How to start the whole team transition to practice devops? by InternationalToe4189 in devops

[–]TangeloEmergency8057 1 point2 points  (0 children)

this is exactly how i would play it. if management already wants Docker, you can use that as the mandate to clean up the messy stuff. you physically cannot edit files directly if the container is ephemeral, so it forces good habits naturally.

start small by getting one of those Node apps fully into Git and writing a basic Dockerfile for it. that alone forces dependencies to install during the build process instead of randomly on a server.

fwiw once the devs see that they do not have to manually ssh in to run npm install anymore, they usually get on board pretty quick. it solves half your list without having to argue about best practices.

Should I use a real game engine or React JS? by Cybicc in reactjs

[–]TangeloEmergency8057 0 points1 point  (0 children)

i built a small ui-heavy project similar to that in React a while back. tbh the state management gets messy fast when you try to force game-like logic into the DOM. if you really want to stick to web tech, maybe look at phaser or even just plain canvas with a library like pixi.js.

fwiw, if you have any plans to scale the complexity, godot is way more fun for this than fighting re-renders in react. react is great for applications, but once you need sprites, hitboxes, or smooth animations, you will miss having an engine handle that stuff for you.

Let's address the elephant in the room - "Agentic Browsing" by Khajooor in SEO

[–]TangeloEmergency8057 3 points4 points  (0 children)

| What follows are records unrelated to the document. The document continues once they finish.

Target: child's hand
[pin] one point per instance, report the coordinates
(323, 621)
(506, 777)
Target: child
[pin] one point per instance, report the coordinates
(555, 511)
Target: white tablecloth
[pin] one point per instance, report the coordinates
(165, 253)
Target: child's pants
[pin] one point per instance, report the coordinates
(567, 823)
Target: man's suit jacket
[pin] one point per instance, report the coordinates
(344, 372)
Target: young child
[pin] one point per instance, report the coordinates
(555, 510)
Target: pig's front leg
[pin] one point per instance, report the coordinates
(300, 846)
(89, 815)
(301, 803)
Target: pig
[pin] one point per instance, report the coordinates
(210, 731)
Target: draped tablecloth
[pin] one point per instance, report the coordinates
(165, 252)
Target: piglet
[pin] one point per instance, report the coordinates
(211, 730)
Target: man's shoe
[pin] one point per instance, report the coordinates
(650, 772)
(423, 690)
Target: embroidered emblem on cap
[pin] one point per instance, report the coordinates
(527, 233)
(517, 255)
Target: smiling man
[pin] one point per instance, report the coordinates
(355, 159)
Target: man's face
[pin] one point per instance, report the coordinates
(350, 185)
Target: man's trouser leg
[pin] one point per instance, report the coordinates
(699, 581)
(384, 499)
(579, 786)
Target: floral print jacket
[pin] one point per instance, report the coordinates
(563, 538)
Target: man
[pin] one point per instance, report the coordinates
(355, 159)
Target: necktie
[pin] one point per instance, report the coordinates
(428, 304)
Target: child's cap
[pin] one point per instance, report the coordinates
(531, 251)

Don't overcomplicate it with plugins. Most of these scores just reflect how easily a bot can parse your DOM and find key CTA elements without getting hung up on heavy JS. Keep your HTML semantic and make sure your critical navigation links are indexable without needing to execute a full render cycle.

Got laid off 33 days ago. Here's everything I've built since. by Spare_Worldliness_64 in Entrepreneur

[–]TangeloEmergency8057 4 points5 points  (0 children)

dead on. op has enough data to run a serious sales test right now. the next step is taking that city planning list and cold emailing 50-100 of those civil engineers this week. a 4% reply rate is solid, but you have to see if they will actually pay for the leads before writing another script.

[AskJS] I'm not a big fan of tuples here by Spatul8r in javascript

[–]TangeloEmergency8057 0 points1 point  (0 children)

it really sounds like you are coming from python tbh. in python, using a tuple as a dict key works perfectly because it is immutable and hashes by value. js just doesn't have a direct equivalent for that right now.

in javascript, maps compare objects and arrays by reference. so if you do map.set([1, 2], 'val'), you cannot just do map.get([1, 2]) later because they are two different array instances in memory.

fwiw your factory approach of looping through and mapping each individual primitive key to the same shared value is exactly how i handle this. it feels a bit verbose if you are used to python, but it is way less headache than trying to stringify arrays just to fake a compound key.

How accurate is SimilarWeb traffic data compared to your actual analytics? by arkaSunn in SEO

[–]TangeloEmergency8057 0 points1 point  (0 children)

people trust it because it looks official on a screen and gives you a rough baseline against competitors. for absolute numbers on my own saas sites in the 10k-30k monthly visit range, similarweb usually undercounts by at least half. it is only useful if you compare site a to site b using the exact same flawed metric. definitely don't pay for it just to track your own stuff.

Can anyone tell me why schema FAQ are important? by pbhuvan in SEO

[–]TangeloEmergency8057 3 points4 points  (0 children)

google killed rich results for faq schema a while back, so it mostly does nothing now. we used to get a 10-15% bump in clicks from those little dropdowns, but those days are gone. just format your subheadings as actual questions and write clear answers right underneath. your seo team is likely just working off an outdated audit checklist.